I also witnessed the dawning of a new era, where my once-colleagues i.e. fellow Media Directors are now Keynoting at iMedia. When I met Sean Finnegan, he was Interactive Media Director at OMD Chicago and now he runs all of OMD Digital...in fact he oversees a totally new unit called OMG Digital.
All in all, it was an inspiring trip and I thought I'd share a few reflections and learning with you:
- The community (both dedicated interactive and "traditional" or "integrated" folk) is largely focused on online as a core/media channel, as opposed to a larger, more inclusive umbrella covering the full spectrum of emerging and non-traditional approaches. Whilst the entire crowd cheered at Second Life being the most "overhyped" component of marketing today, when pressed (by me), it become apparent that almost all of these folk have never actually been in SL, let alone piloted any programs in-world
- Interactive is still looked at by many as a full blown "acquisition" medium. That's positive insofar that it is ROI driven, but negative insofar that this is still the tip of the iceberg in terms of representing the medium's full value. I think there's been progress on the whole branding versus DR debate, however I'm still not convinced that we're looking at the new marketing spectrum through a "new marketing" lens i.e. marketing versus communication versus media versus advertising. We need to be factoring in relationship marketing, data, analytics, customer service, research, partnership...the list goes on
- On a different front, the whole concept of "failure" still holds us back from venturing too far from our comfort zones. We move one step forward...with such low tolerance for "failure", such that when we don't hit it out the park, we end up radically recoiling and taking 2 steps backwards for every forward step. Pursuant to my post about Vince Lombardi, when failure is looked at as an end unto itself, then perhaps it is failure...but when it is a means to an end, then it becomes a journey or path towards learnings/insight
- As Tim Mapes, CMO of Delta, said, "Innovation = bold ideas that work; Mistakes = bold ideas that fail" - I guess we need to decide whether we're in the bold ideas business or not...irrespective of the outcome.

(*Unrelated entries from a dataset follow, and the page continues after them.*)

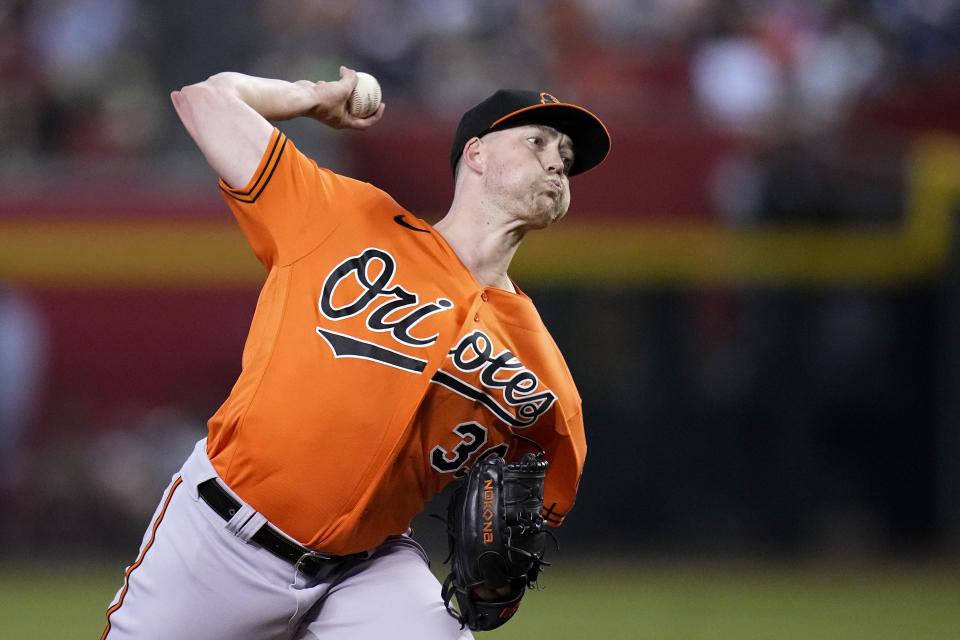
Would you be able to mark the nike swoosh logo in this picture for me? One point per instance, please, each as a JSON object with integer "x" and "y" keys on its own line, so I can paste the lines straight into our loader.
{"x": 403, "y": 223}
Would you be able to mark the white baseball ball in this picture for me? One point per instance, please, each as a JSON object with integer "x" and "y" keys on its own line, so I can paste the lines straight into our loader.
{"x": 365, "y": 99}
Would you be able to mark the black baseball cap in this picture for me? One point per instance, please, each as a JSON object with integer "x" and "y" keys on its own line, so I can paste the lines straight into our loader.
{"x": 509, "y": 108}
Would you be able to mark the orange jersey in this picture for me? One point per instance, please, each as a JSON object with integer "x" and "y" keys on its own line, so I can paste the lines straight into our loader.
{"x": 376, "y": 369}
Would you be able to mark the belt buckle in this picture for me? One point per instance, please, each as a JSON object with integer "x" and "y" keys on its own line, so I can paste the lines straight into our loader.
{"x": 311, "y": 562}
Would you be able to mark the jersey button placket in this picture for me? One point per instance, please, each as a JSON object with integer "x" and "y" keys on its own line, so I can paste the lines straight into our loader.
{"x": 484, "y": 297}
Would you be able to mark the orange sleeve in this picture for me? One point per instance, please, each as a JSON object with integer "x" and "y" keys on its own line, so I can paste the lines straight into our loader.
{"x": 286, "y": 209}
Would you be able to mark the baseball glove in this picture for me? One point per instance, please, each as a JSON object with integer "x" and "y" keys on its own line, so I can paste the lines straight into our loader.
{"x": 497, "y": 540}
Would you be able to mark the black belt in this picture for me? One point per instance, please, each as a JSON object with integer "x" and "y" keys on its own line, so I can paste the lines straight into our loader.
{"x": 307, "y": 561}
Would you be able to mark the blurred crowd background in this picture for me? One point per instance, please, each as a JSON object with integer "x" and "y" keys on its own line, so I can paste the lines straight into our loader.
{"x": 754, "y": 415}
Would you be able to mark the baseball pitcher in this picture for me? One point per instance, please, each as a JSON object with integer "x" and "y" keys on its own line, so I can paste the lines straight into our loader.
{"x": 386, "y": 358}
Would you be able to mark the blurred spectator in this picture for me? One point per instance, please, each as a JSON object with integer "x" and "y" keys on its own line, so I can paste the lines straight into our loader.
{"x": 23, "y": 358}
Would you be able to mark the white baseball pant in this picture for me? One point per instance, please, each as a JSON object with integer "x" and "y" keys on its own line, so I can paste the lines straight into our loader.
{"x": 198, "y": 577}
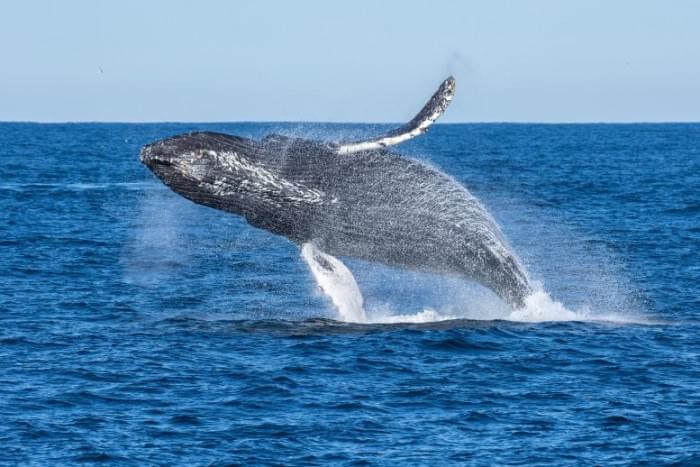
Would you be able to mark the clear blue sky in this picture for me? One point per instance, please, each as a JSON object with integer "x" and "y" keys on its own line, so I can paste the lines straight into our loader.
{"x": 357, "y": 60}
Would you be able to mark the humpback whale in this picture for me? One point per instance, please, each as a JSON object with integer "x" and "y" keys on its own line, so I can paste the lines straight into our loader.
{"x": 347, "y": 199}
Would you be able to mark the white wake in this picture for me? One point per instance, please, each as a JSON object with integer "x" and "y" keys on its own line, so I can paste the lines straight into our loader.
{"x": 337, "y": 282}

- I don't have the research yet, but apparently Yahoo! and Comscore issued some research recently that stated something to the effect that 90% of all comments are in fact good. On the surface, this is reassuring that only 1 in 10 comments are in fact, bad or negative. However, the more I think about this, the more it concerns me. It's always been true that the active minority of critics drown out the silent majority of satisfied customers/consumers. Today however, there's a complete this ratio might be 90:10 in favor of positive:negative, but it feels like 10:90. We absolutely need some kind of "levelator" to smooth out the full spectrum of noise.
That's about it for now...more soon.